Semangat 10 November kembali membara di tengah warga Pucang Taman, Kelurahan Kertajaya, Kecamatan Gubeng. Di hari yang sama saat arek-arek Suroboyo menyobek bendera Belanda di Hotel Majapahit 79 tahun silam, warga Pucang Taman melakukan aksi serupa dalam makna berbeda: menyegel Kantor Kelurahan Kertajaya sebagai bentuk perlawanan terhadap apa yang mereka sebut sebagai “penjajahan lokal”.
Aksi penyegelan itu dipicu oleh kekecewaan warga karena balai RW yang menjadi hak warga tak kunjung dikembalikan, meski telah dua kali dilakukan hearing antara warga, kelurahan, dan kecamatan. Dalam dua pertemuan sebelumnya, Lurah Kertajaya selalu absen dengan alasan sakit, membuat warga kehilangan kesabaran.
“Dulu para pahlawan menyobek bendera Belanda sebagai simbol perlawanan terhadap penjajah asing, sedangkan hari ini kami menutup plat Pemkot sebagai bentuk perlawanan terhadap penjajah lokal, atau istilahnya londo blangkonan,” tegas Hari Cipto, Ketua Surabaya Corruption Watch Indonesia (SCWI) yang bertindak sebagai juru bicara warga Pucang Taman.
Menurut warga, tindakan kelurahan yang berulang kali menghindari dialog merupakan bentuk pengkhianatan terhadap amanat pelayanan publik. Sugiono, warga Pucang Taman, menyebut bahwa aksi segel ini bukan bentuk anarki, tetapi seruan agar pemerintah tidak lagi menutup mata terhadap aspirasi rakyat kecil.
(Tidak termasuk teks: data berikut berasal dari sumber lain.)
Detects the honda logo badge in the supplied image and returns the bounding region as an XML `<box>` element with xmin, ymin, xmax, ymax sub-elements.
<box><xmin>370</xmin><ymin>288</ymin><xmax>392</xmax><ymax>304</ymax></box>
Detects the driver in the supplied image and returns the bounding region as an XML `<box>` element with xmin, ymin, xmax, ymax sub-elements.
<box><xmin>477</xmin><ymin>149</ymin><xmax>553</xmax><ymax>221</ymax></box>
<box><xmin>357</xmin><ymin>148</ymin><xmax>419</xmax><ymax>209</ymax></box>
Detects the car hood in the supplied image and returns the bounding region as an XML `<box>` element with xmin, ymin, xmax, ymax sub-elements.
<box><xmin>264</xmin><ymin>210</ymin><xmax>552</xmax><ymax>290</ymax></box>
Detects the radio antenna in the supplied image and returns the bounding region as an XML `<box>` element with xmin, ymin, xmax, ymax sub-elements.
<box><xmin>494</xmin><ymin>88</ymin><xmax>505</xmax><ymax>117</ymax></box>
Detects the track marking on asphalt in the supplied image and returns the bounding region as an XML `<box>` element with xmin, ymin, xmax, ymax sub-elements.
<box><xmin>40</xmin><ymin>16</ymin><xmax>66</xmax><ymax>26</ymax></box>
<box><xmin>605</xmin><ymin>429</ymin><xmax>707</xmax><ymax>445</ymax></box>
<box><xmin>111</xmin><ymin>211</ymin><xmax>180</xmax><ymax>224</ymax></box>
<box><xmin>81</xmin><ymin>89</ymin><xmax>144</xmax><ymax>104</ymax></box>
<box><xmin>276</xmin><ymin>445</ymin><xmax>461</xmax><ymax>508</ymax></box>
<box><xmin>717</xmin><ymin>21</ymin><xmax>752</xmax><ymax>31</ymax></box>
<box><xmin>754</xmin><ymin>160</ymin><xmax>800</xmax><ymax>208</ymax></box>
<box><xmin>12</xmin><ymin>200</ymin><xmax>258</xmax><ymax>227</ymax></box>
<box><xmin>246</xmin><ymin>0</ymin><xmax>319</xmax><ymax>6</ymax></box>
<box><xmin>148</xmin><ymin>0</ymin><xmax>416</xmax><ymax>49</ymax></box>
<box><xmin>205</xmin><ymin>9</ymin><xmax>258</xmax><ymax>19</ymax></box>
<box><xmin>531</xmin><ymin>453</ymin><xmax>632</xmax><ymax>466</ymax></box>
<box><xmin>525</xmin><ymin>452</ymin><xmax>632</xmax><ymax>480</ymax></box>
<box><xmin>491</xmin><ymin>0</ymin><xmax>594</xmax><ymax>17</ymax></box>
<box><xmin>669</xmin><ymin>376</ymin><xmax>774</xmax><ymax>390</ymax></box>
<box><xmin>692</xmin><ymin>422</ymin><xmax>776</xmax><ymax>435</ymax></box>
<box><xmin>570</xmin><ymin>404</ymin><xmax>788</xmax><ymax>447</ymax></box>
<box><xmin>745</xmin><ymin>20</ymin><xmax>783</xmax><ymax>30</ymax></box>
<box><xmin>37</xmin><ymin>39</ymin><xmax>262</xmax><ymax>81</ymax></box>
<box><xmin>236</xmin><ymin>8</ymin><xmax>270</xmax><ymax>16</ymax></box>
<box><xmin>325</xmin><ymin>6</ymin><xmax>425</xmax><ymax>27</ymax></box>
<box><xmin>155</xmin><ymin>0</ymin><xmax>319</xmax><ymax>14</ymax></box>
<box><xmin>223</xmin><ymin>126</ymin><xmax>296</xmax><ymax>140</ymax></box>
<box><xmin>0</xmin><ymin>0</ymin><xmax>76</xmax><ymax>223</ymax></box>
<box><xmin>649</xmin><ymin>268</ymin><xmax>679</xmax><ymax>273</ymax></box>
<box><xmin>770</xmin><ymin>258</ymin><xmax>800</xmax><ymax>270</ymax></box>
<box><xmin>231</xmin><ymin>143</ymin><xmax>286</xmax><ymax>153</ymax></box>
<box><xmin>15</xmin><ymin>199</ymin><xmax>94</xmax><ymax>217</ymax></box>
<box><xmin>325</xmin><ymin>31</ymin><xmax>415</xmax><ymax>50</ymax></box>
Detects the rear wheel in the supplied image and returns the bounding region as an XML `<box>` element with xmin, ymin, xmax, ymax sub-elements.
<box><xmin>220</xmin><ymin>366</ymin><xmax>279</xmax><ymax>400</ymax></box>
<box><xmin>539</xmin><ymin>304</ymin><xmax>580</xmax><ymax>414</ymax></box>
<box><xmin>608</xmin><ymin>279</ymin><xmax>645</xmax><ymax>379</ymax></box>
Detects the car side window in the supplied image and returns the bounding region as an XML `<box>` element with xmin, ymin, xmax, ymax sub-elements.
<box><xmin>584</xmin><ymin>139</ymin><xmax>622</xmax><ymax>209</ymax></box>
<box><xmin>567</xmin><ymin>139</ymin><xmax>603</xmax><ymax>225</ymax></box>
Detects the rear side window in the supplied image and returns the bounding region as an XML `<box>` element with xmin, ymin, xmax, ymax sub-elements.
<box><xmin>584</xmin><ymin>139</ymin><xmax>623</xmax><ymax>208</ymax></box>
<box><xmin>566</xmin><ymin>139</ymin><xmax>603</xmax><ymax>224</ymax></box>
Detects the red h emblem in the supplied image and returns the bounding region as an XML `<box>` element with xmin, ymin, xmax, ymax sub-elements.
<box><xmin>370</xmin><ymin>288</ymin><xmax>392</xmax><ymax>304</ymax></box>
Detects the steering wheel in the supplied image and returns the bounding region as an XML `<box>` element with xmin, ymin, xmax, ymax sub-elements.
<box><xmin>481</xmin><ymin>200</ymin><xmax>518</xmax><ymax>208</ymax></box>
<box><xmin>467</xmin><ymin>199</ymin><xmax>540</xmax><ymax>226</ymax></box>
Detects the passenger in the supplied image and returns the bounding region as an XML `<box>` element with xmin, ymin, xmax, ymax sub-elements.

“Kami cuma minta hak kami. Kalau balai RW bisa diambil alih tanpa musyawarah, itu namanya bukan pemerintah — itu penjajah model baru,” ujar Sugiono dengan nada tegas.
Aksi penyegelan berlangsung damai namun sarat simbol perlawanan. Warga memasang spanduk bertuliskan “Balai RW milik Warga Pucang Taman” di depan kantor kelurahan. Namun spanduk tersebut dilepas secara diam-diam oleh pihak kelurahan tanpa pemberitahuan, yang kemudian memicu kemarahan warga.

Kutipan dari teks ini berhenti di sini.